4 Post Service Activation Configuration Tasks

After you activate the Oracle® Communications Security Shield Cloud Service (Security Shield), you might want to configure certain system-wide behaviors through your Oracle Cloud Infrastructure (OCI) Identity Domain account before configuring Security Shield for call traffic. For example, you might want to configure user groups or enable multi-factor authentication. You might also want to configure the Oracle Communications Session Router.

Topics:

• User Groups and Privileges
• Secure Access to Security Shield with Multi-Factor Authentication
• Federated Sign-on
• Session Router Support for Security Shield

User Groups and Privileges

The Oracle® Communications Security Shield Cloud Service (Security Shield) provides a set of user groups to help you manage access to the service according to the least amount of privilege needed. The privileges of each group determine which tabs, links, and information the user can see and which actions the user can perform.

When a user's job requires more privileges than a particular user group allows, the Administrator can assign the user to more groups to provide the right set of privileges for the user's job.

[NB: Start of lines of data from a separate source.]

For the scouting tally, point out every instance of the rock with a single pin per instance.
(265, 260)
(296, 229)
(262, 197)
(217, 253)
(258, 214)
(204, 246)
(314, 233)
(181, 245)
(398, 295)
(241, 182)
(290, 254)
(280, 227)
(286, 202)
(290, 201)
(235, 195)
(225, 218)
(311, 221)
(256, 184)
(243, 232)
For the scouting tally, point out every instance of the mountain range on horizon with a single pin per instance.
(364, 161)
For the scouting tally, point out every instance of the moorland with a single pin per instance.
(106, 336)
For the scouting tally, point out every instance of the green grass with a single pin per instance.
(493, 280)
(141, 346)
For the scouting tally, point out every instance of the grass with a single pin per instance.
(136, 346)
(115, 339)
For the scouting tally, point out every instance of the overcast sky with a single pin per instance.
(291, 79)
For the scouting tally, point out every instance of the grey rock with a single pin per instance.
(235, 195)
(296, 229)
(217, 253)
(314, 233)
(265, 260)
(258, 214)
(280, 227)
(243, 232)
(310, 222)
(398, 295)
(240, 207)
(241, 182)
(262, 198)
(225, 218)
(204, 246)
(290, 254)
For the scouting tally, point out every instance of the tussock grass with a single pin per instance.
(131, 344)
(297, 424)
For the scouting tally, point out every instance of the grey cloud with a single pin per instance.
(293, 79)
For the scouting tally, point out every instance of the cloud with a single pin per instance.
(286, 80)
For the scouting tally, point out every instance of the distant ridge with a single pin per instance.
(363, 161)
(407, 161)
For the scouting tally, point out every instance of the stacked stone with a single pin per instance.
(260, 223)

For example, suppose a user needs to monitor activity on the system by other users, as well as, to monitor the system. The Administrator can assign the user to both the Security Shield User Tracking and Monitor group and the Security Shield Device Configuration Editor group to give the user the privileges needed to do the job.

User groups are a collection of specific privileges, not user roles. You can use already established user roles, or create new user roles and determine which user groups a role needs. In this way, you can create defined roles and associated privilege needs based on user groups.

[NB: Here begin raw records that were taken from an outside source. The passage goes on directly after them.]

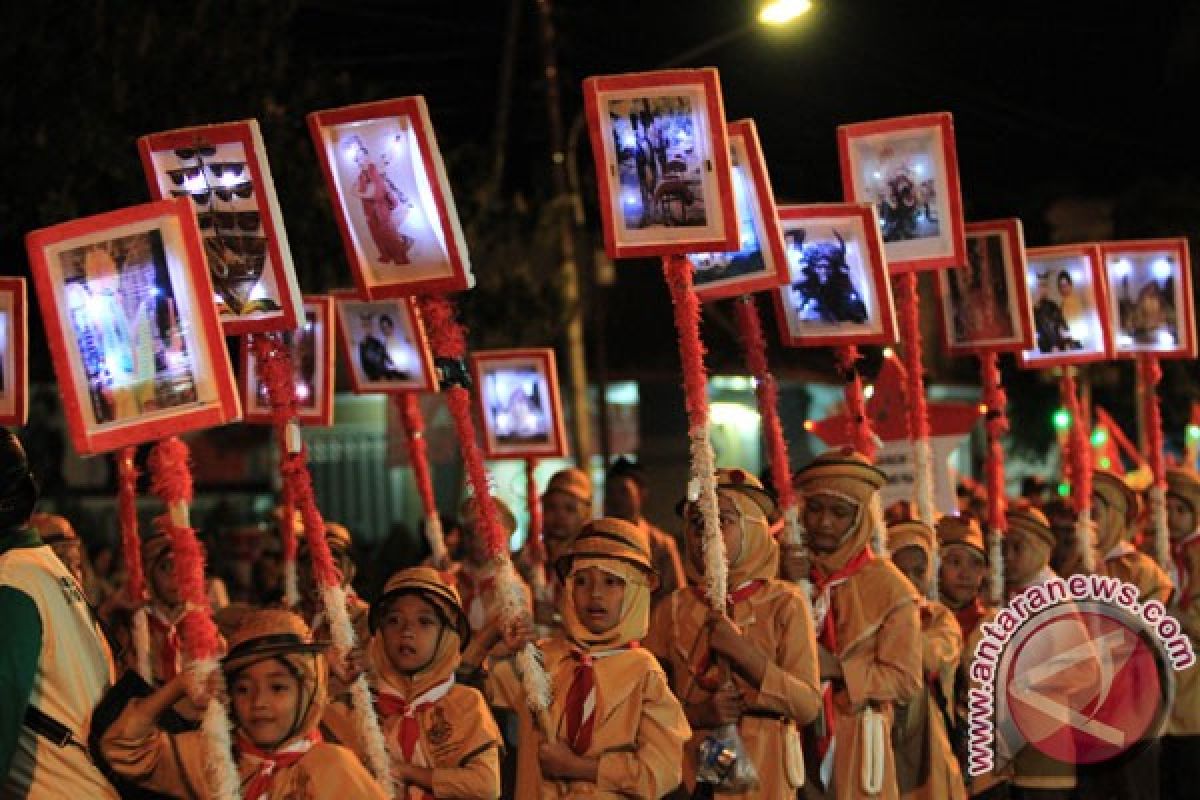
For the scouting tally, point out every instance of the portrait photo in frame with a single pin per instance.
(761, 263)
(312, 364)
(982, 304)
(1149, 289)
(1065, 293)
(519, 402)
(839, 290)
(13, 353)
(391, 198)
(909, 169)
(384, 346)
(661, 156)
(126, 301)
(222, 169)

Security Shield User and Administrator Groups and Privileges

The following table lists the Security Shield user groups and their privileges.

Groups	Privileges
OCSS ACL Editor—Manages the Access Control Lists, including adding, editing, and deleting lists as well as individual entries.	Sees the Landing Page and Access Control List (ACL) tabs. Can view the Detected Threats tile.
CGBU OCSS Administrator—Manages other aspects of the OCCSC service.	Access the Landing Page and Settings tabs. Manage on-premises devices. Access the CCS Configuration and Configuration Wizard on the Settings tab.
OCSS Device Configuration Editor—Manages device configuration.	Access the Landing Page and Settings tabs. View the Detected Threats tile. Manage on-premises devices. Access the CCS Configuration on the Settings tab.
OCSS Configuration Editor—Manages configuration parameters including thresholds and enforcement actions.	Access the Landing Page and Settings tabs. Access to the Autonomous Threat Protection and Configuration Wizard links under Edit Settings. Access the Security Shield configuration through the Settings tab and modify the configuration. Access the Configuration Wizard from the Settings tab. Initiate the Configuration Wizard.
OCSSC User—Monitors call patterns and threats patterns.	Access the Landing Page tab. View the Detected Threats tile.
OCSSC User Tracking and Monitoring Editor—Views and manages Activity Logging.	Access the Landing Page and Activity Log tabs. View the Detected Threats tile.

For more information about Administrator roles, see Understanding Administrator Roles.

Security Shield Analytics Groups

The following table lists the Security Shield data visualization and analytics groups and their privileges.

Groups	Privileges
OCSSAnalyticsUser—Views the analytics reports.	View all reports and visualizations (Read-Only).
OCSSAnalyticsEditor—Views and manages the analytics reports for a tenant.	View all reports and visualizations. Create, modify, export, and delete reports.

Upgrade and Downgrade Support

Upgrade—Security Shield does not assign any preexisting user accounts to any of the new default groups upon upgrade.

Downgrade—Security Shield allows all user accounts to survive a downgrade and revert to their previous authentication and authorization behavior.

For more information about managing users:

• See User and Role Maintenance, if you use Oracle Identity Cloud Services (IDCS).
• See Managing Users, if you use Oracle Cloud Infrastructure (OCI) Identity Access Management (IAM).

Secure Access to Security Shield with Multi-Factor Authentication

To make the Oracle® Communications Security Shield Cloud Service (Security Shield) more secure, you can enable multi-factor authentication for log on. Multi-factor authentication requires users to provide an additional verification factor for each log on attempt. Users must provide something they know, such as their user name and password, plus something they have, such as a one-time pass-code. With mullti-factor authentication enabled, Security Shield sends a one-time pass-code to the user's email address during the log on attempt. The user must enter the one-time passcode along with user name and password to successfully log on.

See Add a Sign-On Policy.

Federated Sign-on

Federated Sign-on allows you to use a centralized Identity Provider for authenticating users into Oracle® Communications Security Shield Cloud Service (Security Shield). Using a centralized Identity Provider can help you manage all of your user identities from a single source.

You can use Federated Sign-on Security Shield by way of:

• An on-premises Identity and Access Management system
• An Identity Provider that you already use
• Microsoft Active Directory in Azure

See Federating with Identity Providers.